Rather than being grazers, goats are browsers: they look beyond the grassy pasture to the shrubs and small trees. While they occasionally (and possibly disastrously) love fresh green herbs and vegetables from the garden, their preferred diet is a mix: some grass, some herbs, and some leaves of the trees and shrubs. If it’s the right season and they can reach it, they might pick a fresh apple, or eat one that dried on the tree. Yum! Goats also have individual preferences. Some of our goats like carob, others don’t even look at it.
To survive goats don’t need a lot. Traditionally in Europe goats were kept in herds, they could be kept in mountainous areas where nothing much would grow.
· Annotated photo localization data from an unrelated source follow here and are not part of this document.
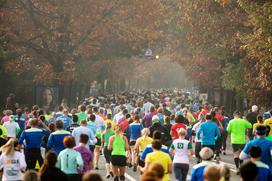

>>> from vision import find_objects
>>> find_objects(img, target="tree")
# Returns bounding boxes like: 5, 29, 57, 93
1, 0, 167, 103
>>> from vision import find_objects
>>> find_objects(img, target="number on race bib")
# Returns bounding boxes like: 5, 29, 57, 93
177, 143, 184, 149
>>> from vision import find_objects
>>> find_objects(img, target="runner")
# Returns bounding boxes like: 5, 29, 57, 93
129, 115, 143, 171
72, 120, 97, 150
239, 125, 272, 171
57, 136, 83, 181
169, 128, 193, 181
3, 115, 20, 139
18, 118, 49, 169
47, 120, 71, 154
140, 140, 172, 181
190, 147, 216, 181
0, 138, 26, 181
102, 122, 115, 178
74, 134, 93, 173
248, 146, 272, 181
197, 113, 221, 152
108, 125, 129, 181
134, 128, 153, 168
227, 111, 252, 173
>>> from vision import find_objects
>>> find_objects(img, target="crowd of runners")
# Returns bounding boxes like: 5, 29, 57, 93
0, 89, 272, 181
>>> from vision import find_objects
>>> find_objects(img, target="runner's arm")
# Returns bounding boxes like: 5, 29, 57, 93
107, 136, 114, 150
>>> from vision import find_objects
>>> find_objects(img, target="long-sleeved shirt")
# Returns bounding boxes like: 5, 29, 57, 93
47, 130, 71, 154
18, 128, 49, 149
197, 120, 220, 145
72, 126, 96, 146
57, 148, 83, 174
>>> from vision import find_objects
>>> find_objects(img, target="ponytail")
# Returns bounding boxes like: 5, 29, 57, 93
0, 138, 17, 156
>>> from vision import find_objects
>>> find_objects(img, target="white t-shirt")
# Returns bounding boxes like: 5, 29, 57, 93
143, 102, 154, 114
3, 121, 20, 138
170, 139, 192, 164
0, 151, 27, 181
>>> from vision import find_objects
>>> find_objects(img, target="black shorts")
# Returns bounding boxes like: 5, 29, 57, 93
96, 138, 102, 146
111, 155, 127, 167
129, 140, 136, 146
103, 147, 112, 163
232, 144, 245, 152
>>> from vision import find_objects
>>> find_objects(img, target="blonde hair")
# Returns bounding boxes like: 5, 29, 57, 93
1, 138, 17, 156
141, 128, 150, 137
178, 128, 187, 137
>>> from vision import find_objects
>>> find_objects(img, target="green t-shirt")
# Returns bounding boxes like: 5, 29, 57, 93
266, 135, 272, 141
76, 112, 88, 124
102, 130, 115, 146
112, 135, 126, 156
227, 118, 252, 144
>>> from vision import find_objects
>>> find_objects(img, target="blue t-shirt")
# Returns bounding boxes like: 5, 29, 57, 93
197, 120, 220, 145
140, 144, 169, 160
254, 161, 272, 181
19, 128, 49, 149
47, 130, 71, 154
57, 115, 72, 129
191, 161, 215, 181
129, 122, 143, 141
243, 138, 272, 170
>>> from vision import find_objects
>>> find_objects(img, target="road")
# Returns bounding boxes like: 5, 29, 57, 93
92, 140, 241, 181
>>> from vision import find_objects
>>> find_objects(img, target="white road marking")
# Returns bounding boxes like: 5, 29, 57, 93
219, 161, 237, 172
125, 173, 137, 181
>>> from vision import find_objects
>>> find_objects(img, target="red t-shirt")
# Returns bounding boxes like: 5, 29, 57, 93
119, 120, 129, 132
171, 123, 187, 140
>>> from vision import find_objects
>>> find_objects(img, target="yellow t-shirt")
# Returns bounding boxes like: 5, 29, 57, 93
145, 150, 172, 181
253, 123, 264, 133
104, 119, 116, 131
264, 118, 272, 135
137, 137, 153, 152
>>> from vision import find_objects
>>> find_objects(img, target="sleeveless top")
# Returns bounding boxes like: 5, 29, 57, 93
112, 135, 126, 156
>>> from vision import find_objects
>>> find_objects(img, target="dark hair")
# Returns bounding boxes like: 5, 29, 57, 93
63, 136, 75, 148
150, 106, 155, 113
55, 120, 63, 129
249, 146, 262, 159
256, 125, 267, 136
79, 134, 89, 144
72, 115, 78, 123
257, 115, 263, 123
58, 106, 64, 112
152, 140, 162, 150
107, 114, 112, 119
152, 131, 162, 140
39, 151, 57, 176
234, 111, 241, 116
122, 109, 128, 115
240, 161, 258, 181
205, 114, 212, 120
89, 114, 96, 122
93, 107, 98, 113
175, 114, 185, 123
48, 123, 56, 132
82, 172, 103, 181
126, 114, 131, 119
80, 105, 86, 112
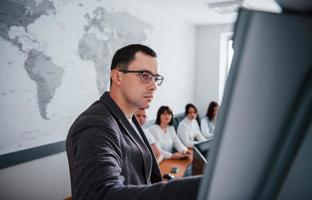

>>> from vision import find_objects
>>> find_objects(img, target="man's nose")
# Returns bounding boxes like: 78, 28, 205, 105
148, 79, 157, 90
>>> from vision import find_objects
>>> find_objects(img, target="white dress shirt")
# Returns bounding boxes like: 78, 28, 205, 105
149, 124, 187, 159
177, 117, 206, 147
128, 119, 156, 145
143, 128, 156, 145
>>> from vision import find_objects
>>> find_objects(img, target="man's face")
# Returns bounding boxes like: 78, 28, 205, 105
135, 109, 147, 126
120, 52, 158, 110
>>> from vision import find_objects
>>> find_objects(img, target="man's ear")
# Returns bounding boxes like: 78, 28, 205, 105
111, 70, 122, 85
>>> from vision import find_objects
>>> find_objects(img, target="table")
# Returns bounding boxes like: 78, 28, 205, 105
159, 157, 192, 179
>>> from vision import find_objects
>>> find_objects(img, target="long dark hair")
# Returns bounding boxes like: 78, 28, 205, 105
155, 106, 173, 126
206, 101, 219, 121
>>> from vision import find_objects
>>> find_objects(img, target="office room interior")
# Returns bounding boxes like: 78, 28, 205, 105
1, 0, 311, 199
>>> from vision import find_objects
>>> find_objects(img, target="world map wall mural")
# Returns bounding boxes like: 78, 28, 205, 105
0, 0, 153, 156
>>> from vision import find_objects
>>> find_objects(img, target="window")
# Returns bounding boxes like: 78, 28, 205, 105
219, 32, 234, 102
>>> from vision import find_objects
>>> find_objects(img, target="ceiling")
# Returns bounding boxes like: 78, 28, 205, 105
132, 0, 281, 25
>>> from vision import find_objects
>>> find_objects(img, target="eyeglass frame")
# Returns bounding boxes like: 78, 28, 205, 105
118, 69, 164, 86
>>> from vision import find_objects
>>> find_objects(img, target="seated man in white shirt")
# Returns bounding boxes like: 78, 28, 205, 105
135, 108, 163, 163
177, 103, 207, 148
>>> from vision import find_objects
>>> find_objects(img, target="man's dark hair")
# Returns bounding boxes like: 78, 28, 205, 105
155, 106, 173, 126
110, 44, 157, 71
109, 44, 157, 87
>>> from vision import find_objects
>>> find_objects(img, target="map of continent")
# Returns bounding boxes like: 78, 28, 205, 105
0, 0, 153, 155
0, 0, 61, 119
79, 6, 152, 93
24, 49, 64, 119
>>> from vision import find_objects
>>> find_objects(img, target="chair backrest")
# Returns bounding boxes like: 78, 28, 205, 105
172, 114, 185, 130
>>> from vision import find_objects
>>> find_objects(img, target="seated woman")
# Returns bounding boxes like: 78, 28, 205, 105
177, 103, 206, 147
149, 106, 191, 160
201, 101, 219, 139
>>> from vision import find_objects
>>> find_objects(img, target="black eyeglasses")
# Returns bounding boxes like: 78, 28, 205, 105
119, 70, 164, 86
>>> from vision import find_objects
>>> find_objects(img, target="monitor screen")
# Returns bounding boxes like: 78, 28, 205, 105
194, 139, 213, 158
192, 140, 213, 175
197, 8, 312, 200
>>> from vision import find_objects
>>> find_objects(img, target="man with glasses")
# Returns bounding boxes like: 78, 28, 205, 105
66, 44, 201, 200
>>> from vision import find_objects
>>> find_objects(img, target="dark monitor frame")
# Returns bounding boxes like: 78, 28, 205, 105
194, 139, 213, 160
192, 140, 213, 175
197, 8, 312, 200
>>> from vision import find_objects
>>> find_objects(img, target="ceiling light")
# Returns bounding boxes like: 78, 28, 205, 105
207, 0, 244, 15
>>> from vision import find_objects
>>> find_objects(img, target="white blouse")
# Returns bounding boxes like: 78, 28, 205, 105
148, 124, 187, 159
143, 128, 156, 145
177, 117, 206, 147
200, 116, 215, 139
129, 118, 156, 145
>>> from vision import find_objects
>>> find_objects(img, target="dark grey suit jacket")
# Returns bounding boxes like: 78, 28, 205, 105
66, 92, 201, 200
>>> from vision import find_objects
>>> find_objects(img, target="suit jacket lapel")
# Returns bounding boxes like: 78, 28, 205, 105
131, 115, 161, 183
119, 116, 152, 183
However losses of goats kids and adults were high and the milk production low. The great thing of goats is that if you provide them with better conditions they will be much more profitable. Well fed goats can, depending on the breed produce up to 5 liter of milk a day.
We want to give our goats a healthy basis, and make goat keeping economic. That is why we provide them with a meal twice a day. Our goats, regardless of what else they eat, get a grain-alfalfa based mix twice a day while they get milked. Since we are doing this we have no more losses in goat babies, the babies are strong, our goats look healthy, and we hardly have any medical issues. So if you have a pasture, use the goats for weed control or herd them or what ever, give them a good dietary base.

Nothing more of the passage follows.